An assessment of iatrogenic Cushing's syndrome was made and was weaned off betamethasone and commenced on oral hydrocortisone 6mg/m2 / day. The following are the investigation result of the first patient: Abdominal USS: Normal study; Random blood sugar (RBS): 5.6mmol/L (n); serum cortisol: 12nmol/L (normal range: 240-618). Three months after weaning off steroid the serum cortisol rose to 343.27 nmol/L) Serum ACTH: 0.2pmol/L (1.6-13.9)’; bone age: compatible with 18 months, reduced bone density; serum calcium total: 2.50 mmol/L (2.25-2.75); calcium corrected: 2.45 mmol/L (2.25-2.75); serum Albumin: 42 g/L (35-50); phosphate: 1.52 mmol/L (0.81-2.07)

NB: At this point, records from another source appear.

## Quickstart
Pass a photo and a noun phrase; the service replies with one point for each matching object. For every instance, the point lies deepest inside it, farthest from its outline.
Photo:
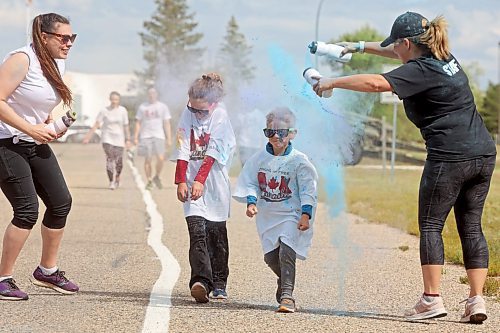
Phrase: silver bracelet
(361, 46)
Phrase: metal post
(498, 90)
(393, 150)
(317, 29)
(384, 145)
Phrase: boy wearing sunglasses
(279, 185)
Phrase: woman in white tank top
(31, 86)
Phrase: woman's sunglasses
(64, 39)
(195, 110)
(282, 132)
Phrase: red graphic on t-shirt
(284, 185)
(273, 184)
(261, 178)
(198, 146)
(274, 190)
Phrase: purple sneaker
(56, 281)
(9, 291)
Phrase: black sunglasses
(282, 132)
(195, 110)
(64, 38)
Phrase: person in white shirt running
(115, 136)
(205, 146)
(31, 86)
(152, 132)
(279, 185)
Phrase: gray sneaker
(427, 307)
(10, 291)
(157, 182)
(199, 292)
(287, 305)
(475, 310)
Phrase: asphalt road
(128, 251)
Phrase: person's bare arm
(12, 73)
(137, 130)
(357, 82)
(168, 132)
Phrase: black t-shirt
(438, 100)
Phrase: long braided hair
(49, 22)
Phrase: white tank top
(34, 98)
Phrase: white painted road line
(158, 311)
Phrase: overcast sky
(108, 40)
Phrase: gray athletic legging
(463, 186)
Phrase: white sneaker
(475, 310)
(426, 308)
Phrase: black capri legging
(463, 186)
(28, 169)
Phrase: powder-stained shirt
(113, 122)
(34, 98)
(152, 117)
(212, 136)
(438, 100)
(282, 185)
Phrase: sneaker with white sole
(219, 293)
(56, 281)
(10, 291)
(287, 305)
(427, 307)
(475, 310)
(199, 292)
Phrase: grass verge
(373, 195)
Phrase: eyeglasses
(63, 38)
(195, 110)
(398, 41)
(282, 132)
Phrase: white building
(91, 93)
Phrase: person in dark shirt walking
(460, 152)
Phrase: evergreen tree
(172, 58)
(235, 55)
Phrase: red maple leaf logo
(273, 184)
(261, 178)
(284, 185)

The second patient had the following investigation results: Serum Cortisol: 1.69nmol/L (normal range: 240-618). One month after commencement of weaning off steroid, the serum cortisol rose to 128nmol/L; bone age was compatible with child's age

Discussion

Topical steroid are commonly used in treatment of allergic rhinitis and asthma. They are commonly considered safer compared to systemic steroids since it is generally believed that there is limited absorption topically. Cushing's syndrome following the use of topical steroids is rare [3] but where administration is not well supervised quite a large amount could be administered inadvertently especially when dealing with uncooperative children [4, 5]. The patient in this presentation is likely to have taken over dosage of the intranasal steroid considering the fact that he was given 6 bottles in 3 months. Ideally a bottle of 5mls of betamethasone contain 150 drops according to the manufacturer [6] and at one drop per nostril t.d.s a bottle should have lasted 25 days. Each ml of Aristobet-N (Figure 3) contains Betamethasone Sodium Phosphate 1mg and Neomycin Sulphate BP 5mg. Our first patient however was given more than twice the prescribed dose probably inadvertently and that for 3 months. While the second patient had 21 bottles (100mg) of betamethasone in 7 weeks! This could explain features of Cushing syndrome seen in these patients. It is important that children placed on topical or systemic steroid are followed up closely and prescription reviewed regularly to prevent avoidable and costly iatrogenic Cushing syndrome. It is worthy of note that this might just be a tip of the ice barge representation of so many children who might not be lucky enough to be seen by very few Paediatric endocrinologists especially in developing countries.

Figure 3

Picture of intranasal steroid administered

Conclusion

Topical steroid administrations in children have grave consequences on the health of children and should be prescribed with great caution and only for a very short period. Children with features reminiscent of Cushing's syndrome should be referred promptly to Paediatric endocrinologist for management.